WCRA: managerial conduct post assault outside of the duty of care

Govier v Unitingcare Community [2017] QCA 12

Fraser JA with Gotterson JA and North J agreeing

The appellant was employed by the respondent as a disability worker in Ipswich and charged with the care of the respondent’s client. A co-worker of the appellant was also charged with the care of the same client. In 2009, the co-worker attacked the appellant at the client’s residence during the change of shift, resulting in physical and psychiatric injuries. The appellant escaped the attack and was later hospitalised.

The main issues on appeal:

  1. Whether the respondent breached the duty to provide a safe system of work by requiring co-workers to meet at the change of shift;
  2. Whether the sending of two letters (after the assault) by the respondent amounted to a breach of duty; and
  3. The loss suffered by the appellant, including the assault and the timing and content of the letters.

Meeting at the change of shifts

The appellant contended that the respondent knew that the co-worker had behaved erratically and aggressively toward the appellant and other employees. Further, the appellant alleged that continued contact with the co-worker would put the appellant at risk of physical and psychiatric injury and that the respondent ought to have revised their shifts to prevent crossing over. The basis of these claims rested on a letter from the appellant to the respondent asking to be kept apart from the co-worker during their work and four prior incidents relating to the co-worker. Fraser JA addressed these issues as follows:

[28] … The primary judge was not satisfied that Mr Blackett necessarily believed that MD had a mental health problem or illness in circumstances in which Mr Blackett must have appreciated that this statement would have appeased the appellant and where he must have known that he did not have the skill or evidence to justify such a diagnosis.  It does not follow from Mr Blackett’s assertion that MD had a mental health problem or illness that the primary judge erred in failing to find that as at 14 October 2009 the respondent appreciated or reasonably should have appreciated that there was a risk that MD would assault the appellant or that the appellant might suffer a psychiatric injury.

As to the prior incidents, Fraser JA stated:

[37] … the primary judge found that those incidents “were based upon events which had occurred” and the primary judge was not satisfied that any of the incidents caused the appellant to infer a risk of violence or a need to alert Mr Blackett.  There was no incongruity between the finding that the incidents were based upon events which had occurred and the primary judge’s non-satisfaction that any of them caused the appellant to infer a risk of violence to her or a need to alert Mr Blackett.

[49] … It suggested that the appellant had said something to Mr Blackett before the assault concerning (actual or potential) physical violence by MD against the appellant.  That evidence could not gain support from the statement which Dr Kar attributed to the appellant, which suggested only that Ms Govier had told the appellant that Mr Blackett had been extremely apologetic and admitted that he had failed to move the appellant away from MD.  Those statements contain no indication that, before the assault, Mr Blackett understood that there was a risk of the occurrence of the attack which occurred.

Timing and content of two letters

The respondent had sent two letters to the appellant, the first on the day of the incident requiring the appellant to attend a meeting the following day, and a second letter two weeks later criticising the appellant’s conduct. The appellant claimed that the respondent ought to have known that the appellant remained in a fragile physical and psychiatric state after the incident and the timing of the letters involved further distress.

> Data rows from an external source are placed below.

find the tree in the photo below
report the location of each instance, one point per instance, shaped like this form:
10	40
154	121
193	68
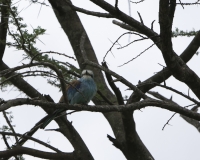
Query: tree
111	104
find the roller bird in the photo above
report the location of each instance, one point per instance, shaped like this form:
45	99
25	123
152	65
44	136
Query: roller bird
78	92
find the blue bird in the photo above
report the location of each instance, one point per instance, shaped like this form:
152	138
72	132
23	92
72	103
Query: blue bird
78	92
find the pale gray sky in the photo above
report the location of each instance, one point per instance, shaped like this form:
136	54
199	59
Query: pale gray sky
178	141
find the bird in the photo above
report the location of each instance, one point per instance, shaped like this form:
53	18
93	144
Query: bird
79	91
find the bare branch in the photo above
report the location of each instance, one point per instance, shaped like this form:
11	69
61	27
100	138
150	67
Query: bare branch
37	153
103	108
10	125
31	138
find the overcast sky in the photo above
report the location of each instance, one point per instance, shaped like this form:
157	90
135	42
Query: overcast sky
177	141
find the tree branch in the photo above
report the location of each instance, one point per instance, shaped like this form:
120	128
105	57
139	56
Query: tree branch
37	153
103	108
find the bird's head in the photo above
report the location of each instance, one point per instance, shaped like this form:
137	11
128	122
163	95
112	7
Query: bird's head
87	73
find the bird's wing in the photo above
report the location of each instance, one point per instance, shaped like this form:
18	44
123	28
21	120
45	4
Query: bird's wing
71	89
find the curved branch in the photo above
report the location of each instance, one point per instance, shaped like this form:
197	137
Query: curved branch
51	66
33	139
36	153
103	108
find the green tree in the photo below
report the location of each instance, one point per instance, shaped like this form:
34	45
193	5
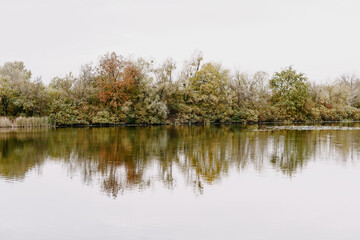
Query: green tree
291	90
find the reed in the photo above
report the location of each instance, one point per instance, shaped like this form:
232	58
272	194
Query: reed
25	122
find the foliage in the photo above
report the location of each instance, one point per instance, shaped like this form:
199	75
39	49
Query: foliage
290	90
120	90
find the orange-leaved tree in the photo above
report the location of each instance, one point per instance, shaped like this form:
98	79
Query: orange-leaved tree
116	80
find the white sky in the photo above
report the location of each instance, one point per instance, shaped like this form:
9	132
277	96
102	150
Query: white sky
318	37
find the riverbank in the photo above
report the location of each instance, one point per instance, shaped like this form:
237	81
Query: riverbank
28	122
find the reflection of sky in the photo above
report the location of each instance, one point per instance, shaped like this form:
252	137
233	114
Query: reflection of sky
313	205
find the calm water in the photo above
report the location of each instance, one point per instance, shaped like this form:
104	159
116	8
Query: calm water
227	182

Of these letters, Fraser JA stated:

[67] In Paige, Spigelman CJ … held that a proposed duty owed by an employer to supply a safe system of work to an employee in relation to the incidents of the contract of employment, such as in the disciplinary procedures under consideration in Paige, was a novel category of duty which involved an extension beyond the duty established by case law to supply a safe system of work in relation to the conduct of tasks for which an employee was engaged.

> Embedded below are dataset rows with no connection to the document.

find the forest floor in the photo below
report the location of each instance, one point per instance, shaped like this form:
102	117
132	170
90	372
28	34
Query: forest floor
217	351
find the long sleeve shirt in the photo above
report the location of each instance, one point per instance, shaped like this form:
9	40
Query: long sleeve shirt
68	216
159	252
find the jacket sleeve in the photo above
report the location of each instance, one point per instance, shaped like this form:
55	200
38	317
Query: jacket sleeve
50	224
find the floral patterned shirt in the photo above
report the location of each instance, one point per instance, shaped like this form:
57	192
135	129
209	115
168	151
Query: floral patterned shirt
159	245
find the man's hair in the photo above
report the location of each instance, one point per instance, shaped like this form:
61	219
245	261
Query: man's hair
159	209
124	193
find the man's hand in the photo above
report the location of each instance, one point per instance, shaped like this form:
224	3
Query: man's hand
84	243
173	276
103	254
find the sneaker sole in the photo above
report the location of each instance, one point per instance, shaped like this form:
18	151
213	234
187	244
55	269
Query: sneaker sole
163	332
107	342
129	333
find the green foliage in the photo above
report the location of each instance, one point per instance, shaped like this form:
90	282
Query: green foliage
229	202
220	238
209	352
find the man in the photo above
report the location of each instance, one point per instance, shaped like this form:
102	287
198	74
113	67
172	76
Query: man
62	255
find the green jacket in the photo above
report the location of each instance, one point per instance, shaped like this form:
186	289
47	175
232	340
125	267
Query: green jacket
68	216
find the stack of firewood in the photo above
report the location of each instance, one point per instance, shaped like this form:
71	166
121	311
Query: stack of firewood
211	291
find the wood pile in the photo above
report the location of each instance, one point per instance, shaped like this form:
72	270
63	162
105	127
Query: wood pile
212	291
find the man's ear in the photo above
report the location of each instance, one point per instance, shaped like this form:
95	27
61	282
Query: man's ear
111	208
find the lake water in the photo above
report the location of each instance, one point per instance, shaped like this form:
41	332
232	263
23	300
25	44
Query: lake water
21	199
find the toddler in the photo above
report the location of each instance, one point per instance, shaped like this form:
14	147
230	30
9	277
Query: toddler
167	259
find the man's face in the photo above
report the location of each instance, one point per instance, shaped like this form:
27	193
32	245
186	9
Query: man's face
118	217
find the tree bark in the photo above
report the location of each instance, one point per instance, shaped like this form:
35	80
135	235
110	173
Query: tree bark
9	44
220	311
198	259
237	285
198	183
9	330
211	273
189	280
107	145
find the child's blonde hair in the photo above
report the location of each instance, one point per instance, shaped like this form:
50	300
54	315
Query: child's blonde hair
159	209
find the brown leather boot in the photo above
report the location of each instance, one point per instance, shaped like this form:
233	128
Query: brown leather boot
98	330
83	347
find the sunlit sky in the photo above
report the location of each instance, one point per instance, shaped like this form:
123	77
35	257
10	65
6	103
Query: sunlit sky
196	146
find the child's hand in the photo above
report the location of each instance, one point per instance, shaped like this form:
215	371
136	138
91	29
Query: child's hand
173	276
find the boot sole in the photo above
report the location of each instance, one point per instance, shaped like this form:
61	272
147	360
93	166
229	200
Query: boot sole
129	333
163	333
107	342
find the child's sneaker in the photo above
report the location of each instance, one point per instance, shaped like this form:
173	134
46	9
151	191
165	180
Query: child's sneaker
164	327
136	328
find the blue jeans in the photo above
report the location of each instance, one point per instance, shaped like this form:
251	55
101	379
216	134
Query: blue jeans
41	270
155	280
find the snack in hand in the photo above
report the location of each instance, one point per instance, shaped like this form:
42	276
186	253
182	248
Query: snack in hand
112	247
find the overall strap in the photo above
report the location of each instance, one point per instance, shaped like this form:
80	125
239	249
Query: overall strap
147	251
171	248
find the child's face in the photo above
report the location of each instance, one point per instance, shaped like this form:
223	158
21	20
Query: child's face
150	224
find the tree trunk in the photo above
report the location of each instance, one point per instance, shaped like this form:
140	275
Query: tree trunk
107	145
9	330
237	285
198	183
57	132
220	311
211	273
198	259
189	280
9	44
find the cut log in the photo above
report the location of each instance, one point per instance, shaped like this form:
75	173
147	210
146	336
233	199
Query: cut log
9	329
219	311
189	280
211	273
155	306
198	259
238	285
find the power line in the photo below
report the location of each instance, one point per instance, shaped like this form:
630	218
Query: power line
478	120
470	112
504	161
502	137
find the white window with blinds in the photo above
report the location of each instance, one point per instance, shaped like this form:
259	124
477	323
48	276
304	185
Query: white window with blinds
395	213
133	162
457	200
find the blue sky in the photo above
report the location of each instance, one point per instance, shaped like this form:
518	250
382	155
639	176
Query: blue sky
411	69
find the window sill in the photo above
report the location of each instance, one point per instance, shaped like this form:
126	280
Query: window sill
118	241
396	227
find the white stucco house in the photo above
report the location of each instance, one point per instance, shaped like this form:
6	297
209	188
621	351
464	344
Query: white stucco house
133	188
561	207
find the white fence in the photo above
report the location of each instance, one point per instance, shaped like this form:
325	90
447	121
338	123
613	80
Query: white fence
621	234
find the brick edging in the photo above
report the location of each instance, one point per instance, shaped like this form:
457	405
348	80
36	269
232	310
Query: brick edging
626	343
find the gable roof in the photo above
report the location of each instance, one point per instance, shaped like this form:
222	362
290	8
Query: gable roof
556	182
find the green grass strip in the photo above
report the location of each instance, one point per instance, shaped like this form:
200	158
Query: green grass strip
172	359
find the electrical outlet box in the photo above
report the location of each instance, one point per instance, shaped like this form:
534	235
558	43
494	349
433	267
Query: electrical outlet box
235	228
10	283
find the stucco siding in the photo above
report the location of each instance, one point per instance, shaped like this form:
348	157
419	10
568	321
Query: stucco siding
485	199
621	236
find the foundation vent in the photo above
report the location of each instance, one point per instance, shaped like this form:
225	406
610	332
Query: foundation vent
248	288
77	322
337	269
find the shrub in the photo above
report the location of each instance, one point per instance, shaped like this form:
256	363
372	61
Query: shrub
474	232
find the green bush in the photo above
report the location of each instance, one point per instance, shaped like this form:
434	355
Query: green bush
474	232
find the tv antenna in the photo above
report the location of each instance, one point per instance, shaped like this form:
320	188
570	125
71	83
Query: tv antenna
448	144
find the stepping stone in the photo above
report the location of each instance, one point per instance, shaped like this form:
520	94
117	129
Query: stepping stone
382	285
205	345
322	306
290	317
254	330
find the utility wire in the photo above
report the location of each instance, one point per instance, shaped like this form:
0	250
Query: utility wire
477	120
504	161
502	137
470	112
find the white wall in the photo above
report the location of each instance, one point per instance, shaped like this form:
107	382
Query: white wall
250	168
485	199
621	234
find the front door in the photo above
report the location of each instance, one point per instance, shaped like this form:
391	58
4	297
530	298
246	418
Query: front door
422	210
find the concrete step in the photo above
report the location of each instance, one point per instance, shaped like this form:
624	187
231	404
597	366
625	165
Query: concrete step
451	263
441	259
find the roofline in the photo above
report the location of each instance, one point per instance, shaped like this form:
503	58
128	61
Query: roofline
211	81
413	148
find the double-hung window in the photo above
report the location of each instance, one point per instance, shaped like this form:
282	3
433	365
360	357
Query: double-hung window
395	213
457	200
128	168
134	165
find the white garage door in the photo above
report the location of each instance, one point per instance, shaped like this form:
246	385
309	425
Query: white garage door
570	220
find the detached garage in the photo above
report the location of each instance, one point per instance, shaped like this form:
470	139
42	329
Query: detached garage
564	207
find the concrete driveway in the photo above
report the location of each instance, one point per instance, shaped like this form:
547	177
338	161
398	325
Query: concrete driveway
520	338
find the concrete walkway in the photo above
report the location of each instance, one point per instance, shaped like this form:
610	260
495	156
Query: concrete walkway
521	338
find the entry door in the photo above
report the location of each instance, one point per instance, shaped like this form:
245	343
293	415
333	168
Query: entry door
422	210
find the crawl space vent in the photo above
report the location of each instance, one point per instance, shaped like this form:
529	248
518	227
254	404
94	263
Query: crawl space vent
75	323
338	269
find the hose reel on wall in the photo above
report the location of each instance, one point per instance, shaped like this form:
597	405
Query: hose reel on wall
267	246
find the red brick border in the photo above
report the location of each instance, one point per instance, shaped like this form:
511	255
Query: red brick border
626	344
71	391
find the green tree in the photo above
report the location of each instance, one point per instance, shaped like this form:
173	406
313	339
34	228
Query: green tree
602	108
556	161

Fraser JA relied on Spigelman CJ in Paige where His Honour stated that “matters concerning the creation and termination of a contract of employment can, in my opinion, be left to the law of contract, subject to the extensive statutory modification.” Fraser JA went on to state:

[68] … A finding, such as the primary judge made in this case, that the injury suffered by an employee was a foreseeable consequence of a lack of reasonable care by an employer, is not sufficient to justify the creation of a new category of duty of care.

Apportionment of loss

It was unnecessary for Fraser JA to consider whether the letters contributed 15% to the appellant’s loss, however His Honour expressed his agreement with the primary judge in this regard.

The appeal was dismissed with costs.